‘When the men came to Jesus, they said, “John the Baptist sent us to you to ask, ‘Are you the one who is to come, or should we expect someone else?’”’ (Luke 7:20 NIV)
What!? Hadn’t John’s mother told him, and retold, the story of Mary visiting her when they were both pregnant? Hadn’t they kept in touch as cousins over the years, especially on the annual pilgrimage to Jerusalem for Passover? So wouldn’t John know who Jesus was when he turned up at the Jordan? Hadn’t John seen the Holy Spirit descend on Jesus when he was baptised?
Why question Jesus’ identity now?
Well, Jesus was wandering around the countryside mixing with all sorts of nobodies and undesirables and deplorables, and doing nothing at all about raising an army to kick out the Romans and bust John out of Herod’s prison.
Considering John was on death row, fair enough that he was feeling a bit tetchy. Poor guy.
But here’s the thing. Can Christian writers learn anything from this story?
Well, first, that it is a story. A true story, included in Scripture for a reason. Along with all the other forms of writing in Scripture, an honoured place is held by stories. This validates our telling stories to share Christian truth, particularly stories of how God has worked in our lives.
Even fiction is included, unless you hold that the Good Samaritan and the Prodigal Son and his father and brother were real, historical people.
But what can we learn from this particular story?
Australian society around us is a lot more sceptical about Jesus than John ever was.
How does Jesus’ response to the men who came from John help us there?

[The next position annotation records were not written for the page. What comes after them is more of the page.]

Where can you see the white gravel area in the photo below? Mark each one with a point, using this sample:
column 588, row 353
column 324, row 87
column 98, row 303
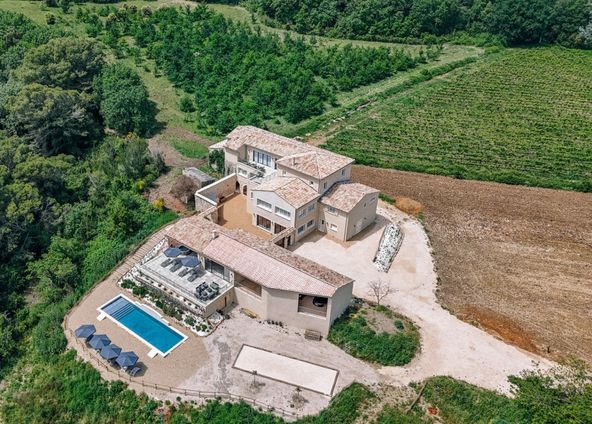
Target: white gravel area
column 449, row 346
column 289, row 370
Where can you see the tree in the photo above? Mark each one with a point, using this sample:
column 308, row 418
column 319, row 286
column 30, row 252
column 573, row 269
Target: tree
column 379, row 289
column 184, row 188
column 69, row 63
column 123, row 100
column 52, row 120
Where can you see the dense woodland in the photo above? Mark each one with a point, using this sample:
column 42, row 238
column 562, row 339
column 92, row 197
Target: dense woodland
column 512, row 22
column 71, row 203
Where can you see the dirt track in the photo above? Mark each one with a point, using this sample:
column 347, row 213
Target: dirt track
column 517, row 260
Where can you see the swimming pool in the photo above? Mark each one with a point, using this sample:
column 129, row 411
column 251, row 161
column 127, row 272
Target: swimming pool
column 149, row 329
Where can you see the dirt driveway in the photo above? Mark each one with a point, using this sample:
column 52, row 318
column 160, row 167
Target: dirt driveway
column 516, row 260
column 449, row 346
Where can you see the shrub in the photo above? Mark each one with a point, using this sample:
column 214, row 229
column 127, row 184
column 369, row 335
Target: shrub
column 139, row 291
column 127, row 284
column 352, row 333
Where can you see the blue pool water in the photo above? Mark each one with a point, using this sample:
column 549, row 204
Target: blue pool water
column 142, row 324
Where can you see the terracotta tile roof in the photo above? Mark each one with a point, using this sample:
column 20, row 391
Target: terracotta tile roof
column 264, row 140
column 317, row 163
column 218, row 145
column 293, row 190
column 346, row 195
column 294, row 154
column 257, row 259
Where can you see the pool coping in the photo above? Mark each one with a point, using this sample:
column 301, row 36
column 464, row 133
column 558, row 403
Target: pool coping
column 151, row 313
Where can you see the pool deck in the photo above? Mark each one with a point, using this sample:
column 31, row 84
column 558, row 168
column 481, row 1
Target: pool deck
column 206, row 364
column 192, row 353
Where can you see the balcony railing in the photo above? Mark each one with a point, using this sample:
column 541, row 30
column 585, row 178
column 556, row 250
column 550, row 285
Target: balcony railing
column 321, row 312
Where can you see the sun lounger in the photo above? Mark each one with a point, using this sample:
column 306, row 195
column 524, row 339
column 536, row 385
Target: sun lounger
column 133, row 371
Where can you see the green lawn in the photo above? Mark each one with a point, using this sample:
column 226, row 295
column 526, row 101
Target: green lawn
column 189, row 148
column 521, row 116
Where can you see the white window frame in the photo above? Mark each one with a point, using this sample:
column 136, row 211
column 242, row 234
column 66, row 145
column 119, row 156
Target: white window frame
column 262, row 204
column 280, row 212
column 262, row 158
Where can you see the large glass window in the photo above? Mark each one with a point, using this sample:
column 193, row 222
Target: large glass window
column 264, row 205
column 262, row 158
column 282, row 212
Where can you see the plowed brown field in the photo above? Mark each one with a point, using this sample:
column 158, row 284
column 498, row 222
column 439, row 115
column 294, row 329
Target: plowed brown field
column 516, row 260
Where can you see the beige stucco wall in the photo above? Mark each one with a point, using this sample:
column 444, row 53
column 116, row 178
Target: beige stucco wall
column 349, row 224
column 275, row 200
column 339, row 302
column 362, row 215
column 221, row 188
column 339, row 218
column 299, row 221
column 326, row 183
column 247, row 300
column 283, row 306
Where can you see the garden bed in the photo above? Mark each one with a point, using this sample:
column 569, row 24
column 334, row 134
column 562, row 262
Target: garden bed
column 376, row 334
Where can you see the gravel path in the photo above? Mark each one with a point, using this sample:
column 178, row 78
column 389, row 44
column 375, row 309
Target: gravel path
column 449, row 346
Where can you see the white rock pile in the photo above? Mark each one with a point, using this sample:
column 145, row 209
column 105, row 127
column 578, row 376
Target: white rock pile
column 388, row 248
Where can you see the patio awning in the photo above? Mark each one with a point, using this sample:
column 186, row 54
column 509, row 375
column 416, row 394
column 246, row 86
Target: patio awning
column 110, row 352
column 127, row 359
column 99, row 341
column 85, row 331
column 172, row 252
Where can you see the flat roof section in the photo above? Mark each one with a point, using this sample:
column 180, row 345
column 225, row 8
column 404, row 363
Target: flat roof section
column 285, row 369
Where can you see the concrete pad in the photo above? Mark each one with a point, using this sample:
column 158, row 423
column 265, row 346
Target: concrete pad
column 288, row 370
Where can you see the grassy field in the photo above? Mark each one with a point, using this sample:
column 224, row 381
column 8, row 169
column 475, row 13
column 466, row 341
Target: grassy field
column 167, row 97
column 519, row 116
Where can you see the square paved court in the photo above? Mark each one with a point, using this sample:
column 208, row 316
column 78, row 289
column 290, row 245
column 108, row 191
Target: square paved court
column 288, row 370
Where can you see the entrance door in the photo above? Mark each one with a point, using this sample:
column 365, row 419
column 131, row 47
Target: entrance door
column 322, row 226
column 358, row 226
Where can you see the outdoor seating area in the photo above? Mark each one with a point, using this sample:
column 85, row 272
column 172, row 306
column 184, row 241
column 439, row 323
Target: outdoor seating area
column 178, row 271
column 207, row 291
column 127, row 361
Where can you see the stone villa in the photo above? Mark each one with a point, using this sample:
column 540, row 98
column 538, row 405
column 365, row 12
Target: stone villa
column 279, row 191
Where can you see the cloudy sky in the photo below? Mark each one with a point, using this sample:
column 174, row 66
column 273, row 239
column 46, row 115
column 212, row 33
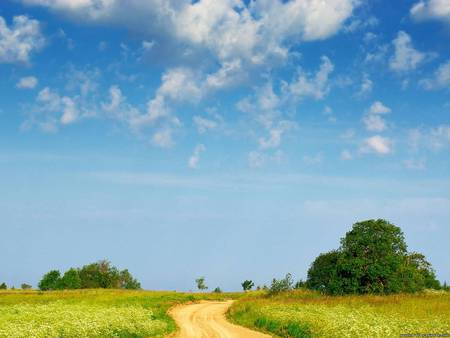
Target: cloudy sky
column 231, row 139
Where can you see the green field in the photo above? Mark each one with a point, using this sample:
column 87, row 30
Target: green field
column 309, row 314
column 91, row 313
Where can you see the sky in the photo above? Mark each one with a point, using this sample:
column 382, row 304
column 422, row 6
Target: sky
column 221, row 138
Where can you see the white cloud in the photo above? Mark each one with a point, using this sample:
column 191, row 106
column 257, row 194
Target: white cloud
column 204, row 124
column 20, row 40
column 440, row 136
column 316, row 86
column 28, row 82
column 440, row 79
column 431, row 10
column 275, row 134
column 372, row 119
column 346, row 155
column 366, row 85
column 377, row 144
column 405, row 57
column 379, row 108
column 195, row 157
column 256, row 32
column 374, row 123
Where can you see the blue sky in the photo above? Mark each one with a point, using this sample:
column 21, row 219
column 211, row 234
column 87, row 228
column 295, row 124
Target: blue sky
column 227, row 139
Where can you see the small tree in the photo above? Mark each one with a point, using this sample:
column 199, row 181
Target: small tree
column 25, row 286
column 50, row 281
column 247, row 285
column 127, row 281
column 71, row 279
column 201, row 283
column 281, row 285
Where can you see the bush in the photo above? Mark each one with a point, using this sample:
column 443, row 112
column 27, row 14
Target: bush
column 92, row 276
column 373, row 258
column 50, row 281
column 247, row 285
column 281, row 285
column 71, row 279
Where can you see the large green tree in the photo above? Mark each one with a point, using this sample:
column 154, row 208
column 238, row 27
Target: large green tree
column 71, row 279
column 50, row 281
column 372, row 258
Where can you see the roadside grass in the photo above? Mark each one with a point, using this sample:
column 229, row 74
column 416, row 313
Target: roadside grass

Note first that Jesus does not enter into a religious argument with them. He lets them watch him at work, and at the end of the day he tells them to go back to John and tell him what they have seen. ‘”The blind receive sight, the lame walk, those who have leprosy are cleansed, the deaf hear, the dead are raised, and the good news is proclaimed to the poor.”’ (Luke 7.22 NIV)
I’d suggest from this, that our first response to a sceptical world is to display a surprisingly different life, where Kingdom values are lived out. Especially values of kindness and care and concern for the poor. To actually mix with society’s marginalised.

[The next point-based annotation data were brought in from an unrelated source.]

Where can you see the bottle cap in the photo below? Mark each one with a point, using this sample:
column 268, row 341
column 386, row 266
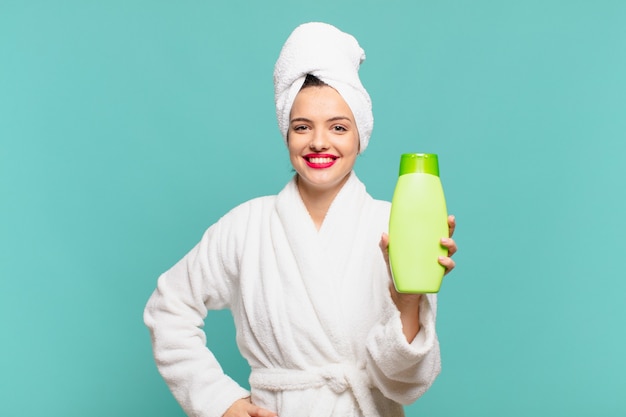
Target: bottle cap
column 427, row 163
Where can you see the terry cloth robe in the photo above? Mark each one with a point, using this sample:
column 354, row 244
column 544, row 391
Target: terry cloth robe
column 312, row 309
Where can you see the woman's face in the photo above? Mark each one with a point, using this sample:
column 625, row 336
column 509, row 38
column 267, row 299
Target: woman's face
column 323, row 139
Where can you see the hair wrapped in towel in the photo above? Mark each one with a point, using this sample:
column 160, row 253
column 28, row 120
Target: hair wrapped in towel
column 332, row 56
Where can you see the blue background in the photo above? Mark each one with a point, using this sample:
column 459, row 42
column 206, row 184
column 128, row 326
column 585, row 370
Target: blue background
column 128, row 127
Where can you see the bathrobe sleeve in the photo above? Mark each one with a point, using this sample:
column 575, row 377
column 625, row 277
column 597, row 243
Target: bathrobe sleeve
column 202, row 280
column 403, row 371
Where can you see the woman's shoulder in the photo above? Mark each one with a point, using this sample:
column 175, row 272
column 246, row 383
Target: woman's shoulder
column 254, row 205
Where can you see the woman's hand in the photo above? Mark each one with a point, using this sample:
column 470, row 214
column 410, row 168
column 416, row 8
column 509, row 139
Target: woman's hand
column 446, row 242
column 450, row 244
column 245, row 408
column 408, row 304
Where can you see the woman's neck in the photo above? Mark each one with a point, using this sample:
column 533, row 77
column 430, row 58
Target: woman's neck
column 317, row 201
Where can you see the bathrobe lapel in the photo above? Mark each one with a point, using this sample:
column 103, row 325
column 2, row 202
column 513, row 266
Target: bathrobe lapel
column 323, row 257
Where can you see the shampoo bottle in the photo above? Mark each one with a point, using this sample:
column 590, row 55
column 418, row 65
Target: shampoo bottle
column 417, row 222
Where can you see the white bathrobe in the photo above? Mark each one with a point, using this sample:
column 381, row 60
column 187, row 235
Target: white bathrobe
column 312, row 309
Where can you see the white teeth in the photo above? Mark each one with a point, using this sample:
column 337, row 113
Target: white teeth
column 320, row 160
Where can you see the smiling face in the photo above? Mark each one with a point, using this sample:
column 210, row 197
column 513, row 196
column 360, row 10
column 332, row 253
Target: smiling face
column 323, row 139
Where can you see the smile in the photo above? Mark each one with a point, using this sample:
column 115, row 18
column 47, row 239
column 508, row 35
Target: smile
column 320, row 161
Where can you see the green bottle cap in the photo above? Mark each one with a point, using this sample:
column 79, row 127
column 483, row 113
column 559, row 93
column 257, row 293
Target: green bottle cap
column 427, row 163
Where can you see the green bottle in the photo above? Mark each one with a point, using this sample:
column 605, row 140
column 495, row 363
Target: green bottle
column 417, row 222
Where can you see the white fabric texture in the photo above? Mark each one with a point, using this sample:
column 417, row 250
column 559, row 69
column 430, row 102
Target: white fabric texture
column 332, row 56
column 312, row 309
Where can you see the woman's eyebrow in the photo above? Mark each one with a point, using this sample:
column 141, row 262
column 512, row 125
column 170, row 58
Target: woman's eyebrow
column 334, row 119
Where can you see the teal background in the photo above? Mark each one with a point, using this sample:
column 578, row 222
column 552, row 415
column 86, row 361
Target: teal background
column 128, row 127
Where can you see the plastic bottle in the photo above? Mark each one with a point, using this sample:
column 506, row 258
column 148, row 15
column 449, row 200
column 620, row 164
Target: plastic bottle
column 417, row 222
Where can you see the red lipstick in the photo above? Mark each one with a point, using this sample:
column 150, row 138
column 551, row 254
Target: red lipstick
column 320, row 160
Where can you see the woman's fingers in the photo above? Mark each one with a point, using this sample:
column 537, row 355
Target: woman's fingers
column 447, row 263
column 245, row 408
column 449, row 244
column 384, row 246
column 451, row 225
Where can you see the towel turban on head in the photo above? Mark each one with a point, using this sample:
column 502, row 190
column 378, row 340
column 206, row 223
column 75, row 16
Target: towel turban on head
column 332, row 56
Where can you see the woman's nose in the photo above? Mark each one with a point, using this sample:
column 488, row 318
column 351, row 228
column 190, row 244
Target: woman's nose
column 319, row 142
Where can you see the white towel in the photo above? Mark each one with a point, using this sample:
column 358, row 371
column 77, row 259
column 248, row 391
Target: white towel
column 332, row 56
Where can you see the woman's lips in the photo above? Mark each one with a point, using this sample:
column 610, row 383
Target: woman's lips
column 319, row 160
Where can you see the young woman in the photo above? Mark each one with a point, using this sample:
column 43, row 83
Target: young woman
column 305, row 273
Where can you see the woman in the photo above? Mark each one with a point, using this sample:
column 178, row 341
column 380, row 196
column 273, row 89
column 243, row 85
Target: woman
column 305, row 272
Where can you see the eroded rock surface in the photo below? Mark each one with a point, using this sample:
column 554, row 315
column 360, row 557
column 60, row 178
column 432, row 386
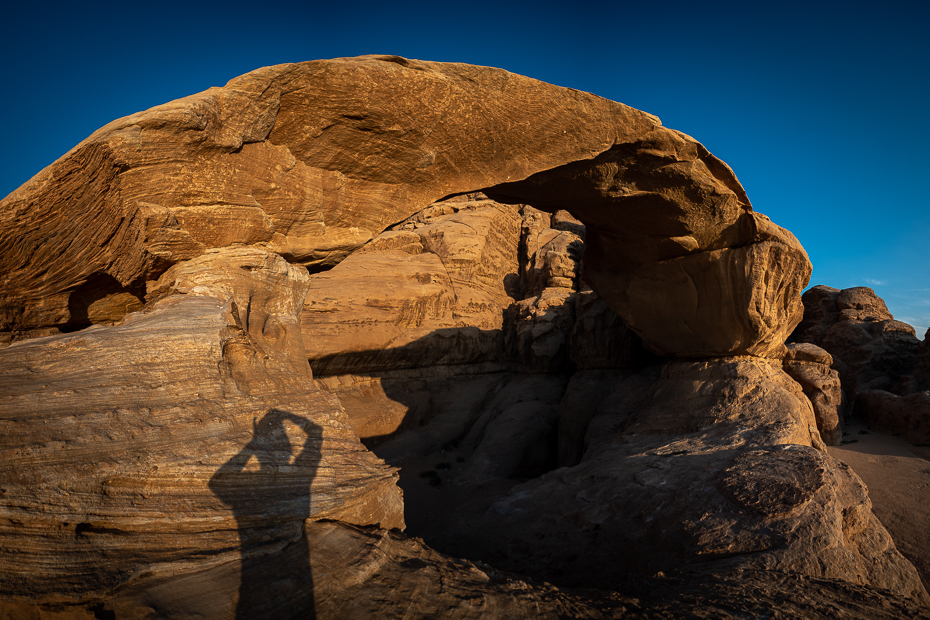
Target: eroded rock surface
column 810, row 366
column 491, row 257
column 190, row 429
column 881, row 362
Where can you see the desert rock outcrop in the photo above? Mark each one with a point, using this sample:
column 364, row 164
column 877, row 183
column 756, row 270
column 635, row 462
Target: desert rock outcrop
column 544, row 304
column 880, row 361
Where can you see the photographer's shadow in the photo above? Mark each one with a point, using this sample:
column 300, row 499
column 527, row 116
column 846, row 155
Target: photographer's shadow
column 270, row 498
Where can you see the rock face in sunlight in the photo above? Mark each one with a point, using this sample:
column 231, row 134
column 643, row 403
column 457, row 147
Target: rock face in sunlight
column 377, row 337
column 882, row 364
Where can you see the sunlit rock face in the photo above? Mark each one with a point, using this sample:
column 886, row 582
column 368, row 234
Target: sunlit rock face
column 573, row 308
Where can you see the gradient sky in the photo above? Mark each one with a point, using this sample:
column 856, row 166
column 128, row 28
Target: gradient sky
column 820, row 108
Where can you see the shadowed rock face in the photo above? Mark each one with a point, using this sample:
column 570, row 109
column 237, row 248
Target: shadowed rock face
column 312, row 160
column 177, row 457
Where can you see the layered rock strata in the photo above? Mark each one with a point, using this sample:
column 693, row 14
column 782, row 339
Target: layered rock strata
column 312, row 160
column 881, row 362
column 177, row 458
column 188, row 431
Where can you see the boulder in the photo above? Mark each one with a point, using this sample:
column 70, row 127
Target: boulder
column 907, row 415
column 870, row 349
column 737, row 438
column 312, row 160
column 810, row 366
column 425, row 234
column 190, row 430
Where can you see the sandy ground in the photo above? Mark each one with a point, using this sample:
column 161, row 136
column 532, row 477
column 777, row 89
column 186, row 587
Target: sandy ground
column 898, row 476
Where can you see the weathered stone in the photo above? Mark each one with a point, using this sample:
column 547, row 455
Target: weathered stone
column 870, row 349
column 314, row 159
column 810, row 366
column 188, row 430
column 188, row 451
column 907, row 415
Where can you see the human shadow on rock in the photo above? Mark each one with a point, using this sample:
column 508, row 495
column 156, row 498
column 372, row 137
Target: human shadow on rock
column 267, row 486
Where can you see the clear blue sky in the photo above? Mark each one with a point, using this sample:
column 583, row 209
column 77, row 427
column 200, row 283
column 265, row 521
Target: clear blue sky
column 820, row 108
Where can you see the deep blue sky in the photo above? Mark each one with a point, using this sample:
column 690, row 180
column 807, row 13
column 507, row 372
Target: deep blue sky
column 820, row 108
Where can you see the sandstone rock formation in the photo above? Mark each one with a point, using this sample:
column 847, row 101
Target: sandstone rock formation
column 810, row 366
column 877, row 357
column 274, row 159
column 209, row 302
column 189, row 430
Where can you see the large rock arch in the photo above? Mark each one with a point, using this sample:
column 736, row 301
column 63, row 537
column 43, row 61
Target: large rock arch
column 311, row 160
column 124, row 446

A response where we don’t leap to defend ourselves when challenged.
Where we’re not easily offended. Where we don’t turn on others who hurt us or doubt us.
A response of compassion for the doubters, not superiority because we’ve ‘got it.’

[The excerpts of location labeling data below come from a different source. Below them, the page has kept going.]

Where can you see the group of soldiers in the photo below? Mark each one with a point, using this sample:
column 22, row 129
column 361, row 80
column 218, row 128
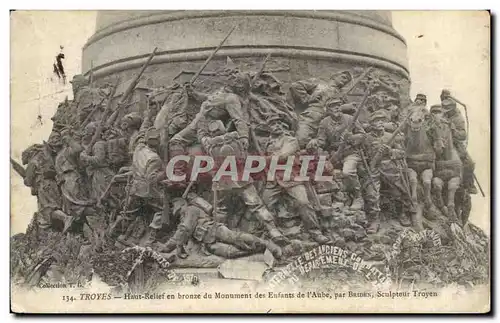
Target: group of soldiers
column 103, row 163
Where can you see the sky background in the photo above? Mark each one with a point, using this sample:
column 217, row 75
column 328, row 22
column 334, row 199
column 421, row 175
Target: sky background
column 453, row 52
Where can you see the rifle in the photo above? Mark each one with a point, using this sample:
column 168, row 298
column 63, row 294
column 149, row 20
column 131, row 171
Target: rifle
column 91, row 74
column 100, row 127
column 18, row 168
column 389, row 142
column 353, row 85
column 195, row 77
column 91, row 115
column 467, row 141
column 128, row 92
column 260, row 71
column 350, row 127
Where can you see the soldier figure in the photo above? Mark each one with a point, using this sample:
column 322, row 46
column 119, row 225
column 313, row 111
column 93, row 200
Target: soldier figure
column 73, row 185
column 130, row 125
column 282, row 144
column 96, row 163
column 457, row 126
column 195, row 223
column 375, row 144
column 148, row 172
column 228, row 104
column 40, row 176
column 219, row 145
column 331, row 133
column 310, row 96
column 421, row 100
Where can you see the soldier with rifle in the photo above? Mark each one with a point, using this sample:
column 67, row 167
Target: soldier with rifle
column 148, row 173
column 40, row 176
column 459, row 133
column 335, row 135
column 73, row 185
column 309, row 97
column 381, row 150
column 219, row 145
column 96, row 162
column 216, row 238
column 282, row 144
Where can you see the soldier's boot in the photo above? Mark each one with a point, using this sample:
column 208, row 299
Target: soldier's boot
column 180, row 236
column 358, row 202
column 276, row 235
column 317, row 236
column 151, row 238
column 266, row 217
column 127, row 223
column 374, row 224
column 274, row 249
column 405, row 219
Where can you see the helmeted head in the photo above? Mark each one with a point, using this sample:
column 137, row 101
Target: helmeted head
column 334, row 107
column 216, row 128
column 417, row 118
column 177, row 205
column 55, row 140
column 378, row 119
column 421, row 99
column 341, row 79
column 111, row 133
column 436, row 110
column 78, row 82
column 28, row 153
column 278, row 125
column 130, row 121
column 89, row 130
column 239, row 82
column 445, row 94
column 153, row 137
column 448, row 105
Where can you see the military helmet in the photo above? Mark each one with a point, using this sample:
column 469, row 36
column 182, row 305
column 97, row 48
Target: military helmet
column 379, row 114
column 445, row 94
column 421, row 96
column 134, row 119
column 216, row 125
column 346, row 73
column 177, row 204
column 91, row 127
column 448, row 104
column 435, row 107
column 152, row 133
column 79, row 79
column 278, row 119
column 338, row 100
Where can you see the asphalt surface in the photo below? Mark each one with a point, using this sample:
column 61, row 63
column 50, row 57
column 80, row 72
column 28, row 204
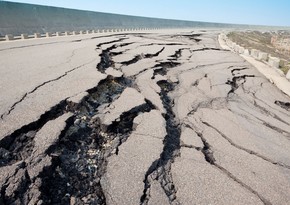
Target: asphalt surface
column 139, row 118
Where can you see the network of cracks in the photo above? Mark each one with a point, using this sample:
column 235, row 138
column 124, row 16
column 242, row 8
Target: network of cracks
column 78, row 159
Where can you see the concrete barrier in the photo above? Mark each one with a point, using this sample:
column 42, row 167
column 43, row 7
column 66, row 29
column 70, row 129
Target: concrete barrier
column 263, row 56
column 274, row 62
column 255, row 53
column 9, row 37
column 241, row 50
column 37, row 35
column 24, row 36
column 48, row 34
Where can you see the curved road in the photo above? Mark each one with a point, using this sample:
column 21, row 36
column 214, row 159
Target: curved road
column 139, row 118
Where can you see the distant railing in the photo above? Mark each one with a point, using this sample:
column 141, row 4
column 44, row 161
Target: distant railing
column 10, row 37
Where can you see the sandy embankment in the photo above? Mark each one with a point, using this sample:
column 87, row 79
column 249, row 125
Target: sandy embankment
column 270, row 73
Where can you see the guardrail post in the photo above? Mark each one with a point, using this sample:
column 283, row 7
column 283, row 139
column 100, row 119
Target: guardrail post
column 48, row 34
column 9, row 37
column 24, row 36
column 37, row 35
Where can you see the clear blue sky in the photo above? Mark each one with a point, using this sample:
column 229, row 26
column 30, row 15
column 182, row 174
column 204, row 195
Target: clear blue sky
column 257, row 12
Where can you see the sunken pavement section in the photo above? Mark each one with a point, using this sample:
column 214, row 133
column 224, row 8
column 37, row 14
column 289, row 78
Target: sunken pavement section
column 139, row 118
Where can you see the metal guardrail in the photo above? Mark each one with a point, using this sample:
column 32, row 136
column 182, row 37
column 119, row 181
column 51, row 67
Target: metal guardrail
column 10, row 37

Second, Jesus wasn’t thrown off-course. He didn’t start doing whatever John and others must have expected a Messiah to do. He continued doing exactly what the Father was telling him to do.
Are we doing what the Father has called us to do? Or something else? In our writing or elsewhere, do we take time to stop and check we’re on course?
Are we keeping our ears open to the Father, while we live out the Kingdom in a world of sceptics? If so, there is a possibility a watching world might see a little of God at work behind the scenes, through the life we live and the words we write.